ARI and Silhouette coefficient for k-means are higher than others solutions.
<br>
<br>
2.GMM implementation of scikit-learn has a parameter called covariance_type. This parameter determines the type of covariance parameters to use. Specifically, there are four types you can specify: full, tied, diag, & spherical. Try all of these. Which one does perform better in terms of ARI and silhouette scores?

1.full: This is the default.
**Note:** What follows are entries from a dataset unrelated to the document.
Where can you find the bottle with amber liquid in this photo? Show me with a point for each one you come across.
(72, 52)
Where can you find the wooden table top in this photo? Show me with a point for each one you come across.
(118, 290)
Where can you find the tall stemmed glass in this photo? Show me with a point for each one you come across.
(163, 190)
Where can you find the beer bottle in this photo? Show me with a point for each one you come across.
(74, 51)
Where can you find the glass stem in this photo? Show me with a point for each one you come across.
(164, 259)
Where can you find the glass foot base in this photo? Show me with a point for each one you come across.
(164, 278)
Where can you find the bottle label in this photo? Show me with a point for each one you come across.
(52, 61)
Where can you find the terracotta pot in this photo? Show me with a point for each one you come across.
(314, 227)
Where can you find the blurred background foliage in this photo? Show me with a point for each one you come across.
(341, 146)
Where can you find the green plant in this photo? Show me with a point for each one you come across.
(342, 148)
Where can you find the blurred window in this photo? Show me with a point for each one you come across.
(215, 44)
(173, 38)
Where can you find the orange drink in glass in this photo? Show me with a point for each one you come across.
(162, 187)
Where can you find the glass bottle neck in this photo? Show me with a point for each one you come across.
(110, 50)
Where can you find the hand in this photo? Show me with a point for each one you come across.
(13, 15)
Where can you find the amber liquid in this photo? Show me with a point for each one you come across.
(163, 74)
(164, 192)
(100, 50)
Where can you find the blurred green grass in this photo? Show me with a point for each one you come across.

Each component has its own general covariance matrix.

In [12]:
# Defining the agglomerative clustering with covariance_type=full
gmm_cluster = GaussianMixture(n_components=2, random_state=123, covariance_type='full')

# Fit model
clusters = gmm_cluster.fit_predict(X_std)

In [13]:
print("Adjusted Rand Index of the GMM solution with covariance_type=full: {}"
      .format(metrics.adjusted_rand_score(y, clusters)))
print("The silhoutte score of the GMM solution with covariance_type=full: {}"
      .format(metrics.silhouette_score(X_std, clusters, metric='euclidean')))
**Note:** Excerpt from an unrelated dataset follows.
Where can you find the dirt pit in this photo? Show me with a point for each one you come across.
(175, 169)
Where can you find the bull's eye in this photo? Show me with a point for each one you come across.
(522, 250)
Adjusted Rand Index of the GMM solution with covariance_type=full: 0.18230716541111341
The silhoutte score of the GMM solution with covariance_type=full: 0.1356012327371289


2.tied: All components share the same general covariance matrix.

In [14]:
# Defining the agglomerative clustering with covariance_type=tied
gmm_cluster = GaussianMixture(n_components=2, random_state=123, covariance_type='tied')

# Fit model
clusters = gmm_cluster.fit_predict(X_std)

In [15]:
print("Adjusted Rand Index of the GMM solution with covariance_type=tied: {}"
      .format(metrics.adjusted_rand_score(y, clusters)))
print("The silhoutte score of the GMM solution with covariance_type=tied: {}"
      .format(metrics.silhouette_score(X_std, clusters, metric='euclidean')))
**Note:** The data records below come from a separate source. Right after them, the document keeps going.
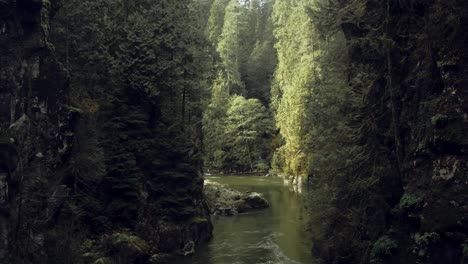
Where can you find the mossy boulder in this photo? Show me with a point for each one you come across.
(224, 201)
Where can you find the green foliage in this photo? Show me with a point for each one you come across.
(248, 128)
(383, 249)
(118, 247)
(410, 202)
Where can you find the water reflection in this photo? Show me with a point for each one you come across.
(276, 235)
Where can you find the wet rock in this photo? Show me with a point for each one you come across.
(224, 201)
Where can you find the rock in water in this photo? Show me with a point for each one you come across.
(225, 201)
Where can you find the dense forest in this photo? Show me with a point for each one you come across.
(111, 112)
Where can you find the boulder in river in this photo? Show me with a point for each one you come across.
(224, 201)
Adjusted Rand Index of the GMM solution with covariance_type=tied: 0.18230716541111341
The silhoutte score of the GMM solution with covariance_type=tied: 0.1356012327371289


3.diag: Each component has its own diagonal covariance matrix.

In [18]:
# Defining the agglomerative clustering with covariance_type=diag
gmm_cluster = GaussianMixture(n_components=2, random_state=123, covariance_type='diag')

# Fit model
clusters = gmm_cluster.fit_predict(X_std)

In [19]:
print("Adjusted Rand Index of the GMM solution with covariance_type=diag: {}"
      .format(metrics.adjusted_rand_score(y, clusters)))
print("The silhoutte score of the GMM solution with covariance_type=diag: {}"
      .format(metrics.silhouette_score(X_std, clusters, metric='euclidean')))

Adjusted Rand Index of the GMM solution with covariance_type=diag: 0.18230716541111341
The silhoutte score of the GMM solution with covariance_type=diag: 0.1356012327371289


4.spherical: Each component has its own single variance.

In [20]:
# Defining the agglomerative clustering with covariance_type=spherical
gmm_cluster = GaussianMixture(n_components=2, random_state=123, covariance_type='spherical')

# Fit model
clusters = gmm_cluster.fit_predict(X_std)

In [21]:
print("Adjusted Rand Index of the GMM solution with covariance_type=diag: {}"
      .format(metrics.adjusted_rand_score(y, clusters)))
print("The silhoutte score of the GMM solution with covariance_type=diag: {}"
      .format(metrics.silhouette_score(X_std, clusters, metric='euclidean')))

Adjusted Rand Index of the GMM solution with covariance_type=diag: 0.2060175349560907
The silhoutte score of the GMM solution with covariance_type=diag: 0.12345483213377387


ARI and Silhoutte coefficient are different just in case of covariance_type=spherical with a higher ARI, but a lower Silhoutte coefficient.